Un parc national «Great Koala» en projet
Sans oublier que la colonisation européenne de l’île-continent a apporté un autre fléau : la chlamydia. Portée par les animaux domestiques, cette maladie sexuellement transmissible, douloureuse et très contagieuse, s’ajoute aux nombreuses causes de mortalité des koalas et nécessite une prise en charge rapide des vétérinaires. Submergées, les associations de protection de l’environnement déplorent le manque d’aides allouées par les autorités du pays. Mi-septembre, les écologistes ont toutefois obtenu une petite victoire : le gouvernement de l’Etat de Nouvelle-Galles du Sud a en effet interdit l’exploitation de 8 400 hectares de forêt dans lesquels se trouvent 106 «centres pour koalas». Chasse gardée des ONG, cette zone fait partie du projet de parc national «Great Koala» de 315 000 hectares censé voir le jour sur le littoral «dès que possible» afin de «sauver les koalas de l’extinction dans cet Etat», a précisé l’exécutif.
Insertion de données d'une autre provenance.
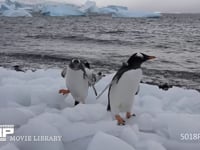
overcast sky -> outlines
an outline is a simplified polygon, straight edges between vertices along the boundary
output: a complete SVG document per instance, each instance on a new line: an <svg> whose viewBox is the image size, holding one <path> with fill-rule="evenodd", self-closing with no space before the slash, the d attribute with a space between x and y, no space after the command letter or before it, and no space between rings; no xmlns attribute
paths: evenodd
<svg viewBox="0 0 200 150"><path fill-rule="evenodd" d="M4 1L4 0L0 0ZM20 0L41 2L47 0ZM83 4L86 0L49 0ZM131 10L159 11L159 12L190 12L200 13L200 0L95 0L97 6L123 5Z"/></svg>

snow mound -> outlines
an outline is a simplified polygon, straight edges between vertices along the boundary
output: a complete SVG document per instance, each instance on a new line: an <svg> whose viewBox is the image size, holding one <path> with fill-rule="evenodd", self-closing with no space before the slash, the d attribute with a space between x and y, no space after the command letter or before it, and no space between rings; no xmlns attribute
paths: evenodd
<svg viewBox="0 0 200 150"><path fill-rule="evenodd" d="M70 95L58 93L65 88L60 72L24 73L0 67L0 124L14 124L15 136L62 136L59 142L7 141L0 143L0 150L199 150L200 138L193 137L200 132L199 92L141 84L132 108L136 117L118 126L106 111L108 91L96 100L89 89L86 104L74 107ZM98 93L113 75L97 83Z"/></svg>
<svg viewBox="0 0 200 150"><path fill-rule="evenodd" d="M135 150L133 147L122 141L121 139L112 135L98 132L92 141L90 142L87 150L102 150L102 149L114 149L114 150Z"/></svg>
<svg viewBox="0 0 200 150"><path fill-rule="evenodd" d="M78 6L68 3L44 2L35 5L22 4L17 1L6 0L0 7L3 16L31 17L30 12L41 13L45 16L87 16L87 15L109 15L112 17L160 17L160 13L131 11L124 6L110 5L97 7L95 1L86 1L85 4Z"/></svg>

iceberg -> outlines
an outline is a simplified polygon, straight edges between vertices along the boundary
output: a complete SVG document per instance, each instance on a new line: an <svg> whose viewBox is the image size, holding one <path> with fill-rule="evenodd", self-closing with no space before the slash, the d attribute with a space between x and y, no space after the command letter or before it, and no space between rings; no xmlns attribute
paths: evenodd
<svg viewBox="0 0 200 150"><path fill-rule="evenodd" d="M106 111L108 91L96 100L90 89L86 104L73 107L70 95L58 93L65 87L60 72L24 73L0 67L0 124L14 124L15 136L62 136L61 142L7 141L0 150L199 150L200 138L195 138L200 131L198 91L178 87L163 91L141 84L132 109L136 117L118 126ZM96 84L98 92L113 75Z"/></svg>
<svg viewBox="0 0 200 150"><path fill-rule="evenodd" d="M138 17L160 17L160 13L131 11L127 7L110 5L107 7L99 8L100 14L111 14L112 17L122 18L138 18Z"/></svg>
<svg viewBox="0 0 200 150"><path fill-rule="evenodd" d="M32 17L32 15L24 9L5 10L2 15L7 17Z"/></svg>
<svg viewBox="0 0 200 150"><path fill-rule="evenodd" d="M87 16L87 15L109 15L112 17L136 18L161 16L156 12L132 11L128 7L109 5L97 7L95 1L86 1L85 4L78 6L68 3L45 2L38 4L23 4L15 0L6 0L1 4L0 13L3 16L26 16L31 17L32 12L37 12L45 16Z"/></svg>
<svg viewBox="0 0 200 150"><path fill-rule="evenodd" d="M44 4L41 13L46 16L83 16L77 6L71 4Z"/></svg>
<svg viewBox="0 0 200 150"><path fill-rule="evenodd" d="M6 0L0 7L0 13L6 17L32 17L31 7L20 4L15 0Z"/></svg>

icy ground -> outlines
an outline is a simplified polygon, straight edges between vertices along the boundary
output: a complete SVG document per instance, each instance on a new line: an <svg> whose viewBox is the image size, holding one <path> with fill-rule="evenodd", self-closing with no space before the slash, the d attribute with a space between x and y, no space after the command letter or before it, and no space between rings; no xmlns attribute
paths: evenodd
<svg viewBox="0 0 200 150"><path fill-rule="evenodd" d="M0 150L199 150L200 93L174 87L162 91L141 84L127 125L117 126L106 111L107 93L73 107L58 94L65 88L58 69L15 72L0 68L0 124L14 124L17 135L60 135L62 142L0 142ZM113 75L97 85L100 92Z"/></svg>

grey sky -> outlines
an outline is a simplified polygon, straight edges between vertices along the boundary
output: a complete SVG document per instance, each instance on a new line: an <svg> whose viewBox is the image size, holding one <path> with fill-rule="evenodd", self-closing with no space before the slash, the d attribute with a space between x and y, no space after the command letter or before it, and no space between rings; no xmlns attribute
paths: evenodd
<svg viewBox="0 0 200 150"><path fill-rule="evenodd" d="M3 0L0 0L3 1ZM41 2L47 0L20 0ZM86 0L49 0L83 4ZM200 13L200 0L95 0L97 6L123 5L131 10Z"/></svg>

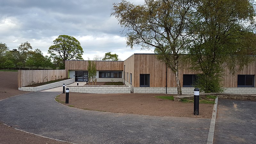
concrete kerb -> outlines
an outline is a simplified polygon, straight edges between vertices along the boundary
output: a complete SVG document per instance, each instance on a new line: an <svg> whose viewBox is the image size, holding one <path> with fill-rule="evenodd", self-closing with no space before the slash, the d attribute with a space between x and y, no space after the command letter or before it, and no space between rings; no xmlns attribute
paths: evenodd
<svg viewBox="0 0 256 144"><path fill-rule="evenodd" d="M215 99L215 104L213 106L213 109L212 110L212 119L211 120L210 128L209 129L209 133L208 134L208 138L207 139L207 144L212 144L213 142L214 129L215 127L215 122L217 114L218 100L218 97L217 97Z"/></svg>

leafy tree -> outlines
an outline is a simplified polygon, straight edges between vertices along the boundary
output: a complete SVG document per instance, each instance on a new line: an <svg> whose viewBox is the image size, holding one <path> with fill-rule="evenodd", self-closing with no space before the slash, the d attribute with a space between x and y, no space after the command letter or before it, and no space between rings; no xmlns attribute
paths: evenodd
<svg viewBox="0 0 256 144"><path fill-rule="evenodd" d="M9 50L9 48L5 44L0 43L0 58L4 56Z"/></svg>
<svg viewBox="0 0 256 144"><path fill-rule="evenodd" d="M51 67L52 64L52 62L51 61L51 59L47 56L46 56L44 57L43 60L41 62L41 66L44 69L45 69L45 67ZM52 68L54 68L52 67ZM55 68L52 69L55 69L56 68Z"/></svg>
<svg viewBox="0 0 256 144"><path fill-rule="evenodd" d="M26 65L29 68L29 69L32 68L33 67L35 66L35 63L33 59L31 58L29 58L26 61Z"/></svg>
<svg viewBox="0 0 256 144"><path fill-rule="evenodd" d="M44 60L44 57L42 51L39 49L36 49L34 52L33 59L35 66L38 69L39 67L42 66L42 63Z"/></svg>
<svg viewBox="0 0 256 144"><path fill-rule="evenodd" d="M102 60L103 57L101 57L97 54L95 55L93 57L93 60Z"/></svg>
<svg viewBox="0 0 256 144"><path fill-rule="evenodd" d="M197 1L189 53L195 68L202 72L196 86L205 92L221 92L224 67L249 63L255 54L255 11L251 1Z"/></svg>
<svg viewBox="0 0 256 144"><path fill-rule="evenodd" d="M11 57L12 59L12 60L13 62L14 65L16 66L16 68L18 68L18 65L19 65L20 69L21 67L22 67L22 62L21 62L21 60L20 60L21 57L20 52L18 51L17 49L13 49L12 50L10 51L10 52L12 53ZM20 63L19 63L19 65L18 65L18 63L19 62L20 62ZM21 64L21 65L20 65L20 63Z"/></svg>
<svg viewBox="0 0 256 144"><path fill-rule="evenodd" d="M1 67L3 67L3 63L8 60L5 56L9 51L9 49L6 44L0 43L0 66Z"/></svg>
<svg viewBox="0 0 256 144"><path fill-rule="evenodd" d="M60 67L61 67L61 66L63 65L62 64L63 63L63 60L61 58L54 54L51 55L50 58L52 64L52 66L51 66L52 68L55 69L57 67L59 67L59 69L61 69L60 68ZM65 69L65 67L64 69Z"/></svg>
<svg viewBox="0 0 256 144"><path fill-rule="evenodd" d="M88 81L89 82L89 85L90 84L91 80L92 81L92 85L93 85L93 82L95 80L97 75L96 65L94 61L92 61L90 60L89 60L87 70L88 70Z"/></svg>
<svg viewBox="0 0 256 144"><path fill-rule="evenodd" d="M191 42L188 32L192 1L145 0L135 5L123 0L114 4L112 15L124 27L128 46L155 48L157 58L174 74L178 94L182 94L179 77L180 55Z"/></svg>
<svg viewBox="0 0 256 144"><path fill-rule="evenodd" d="M118 60L118 55L115 53L111 54L109 52L105 53L105 56L102 59L102 60L117 61Z"/></svg>
<svg viewBox="0 0 256 144"><path fill-rule="evenodd" d="M32 49L31 44L28 41L24 43L21 43L21 44L18 47L18 50L20 53L19 61L23 63L24 68L26 61L28 58L28 52Z"/></svg>
<svg viewBox="0 0 256 144"><path fill-rule="evenodd" d="M8 69L13 68L15 66L13 62L10 60L7 60L4 62L3 65L5 68L8 68Z"/></svg>
<svg viewBox="0 0 256 144"><path fill-rule="evenodd" d="M80 43L75 37L66 35L60 35L53 41L54 45L49 48L48 53L53 57L58 55L62 60L65 68L65 60L72 59L83 60L84 52Z"/></svg>
<svg viewBox="0 0 256 144"><path fill-rule="evenodd" d="M19 61L16 63L16 68L19 67L19 69L20 70L20 68L22 68L23 64L22 62Z"/></svg>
Selon la ministre fédérale de l’Environnement, Tanya Plibersek, les accords forestiers régionaux devraient se conformer aux nouvelles normes environnementales nationales en cours d’élaboration dans le cadre de réformes plus larges des lois nationales sur l’environnement. «Les animaux menacés comme les koalas, les opossums de Leadbeater et les phalangers volants [petit marsupial capable d’effectuer des vols planés, ndlr] sont tous affectés par l’exploitation des forêts indigènes», a-t-elle affirmé au mois de mai. Et d’ajouter, pragmatique : «Nous savons également que la protection des forêts indigènes présente des avantages économiques. Elle peut augmenter le stockage du carbone et la production d’eau, permettre une cogestion avec les Aborigènes et créer des emplois grâce au contrôle des animaux sauvages et à la restauration des forêts.» Et puis, d’après une estimation de la Fondation australienne pour les koalas, l’emblématique marsupial contribuerait à hauteur d’environ 3,2 milliards de dollars australiens (environ 1,9 milliard d’euros) par an aux recettes touristiques de l’île.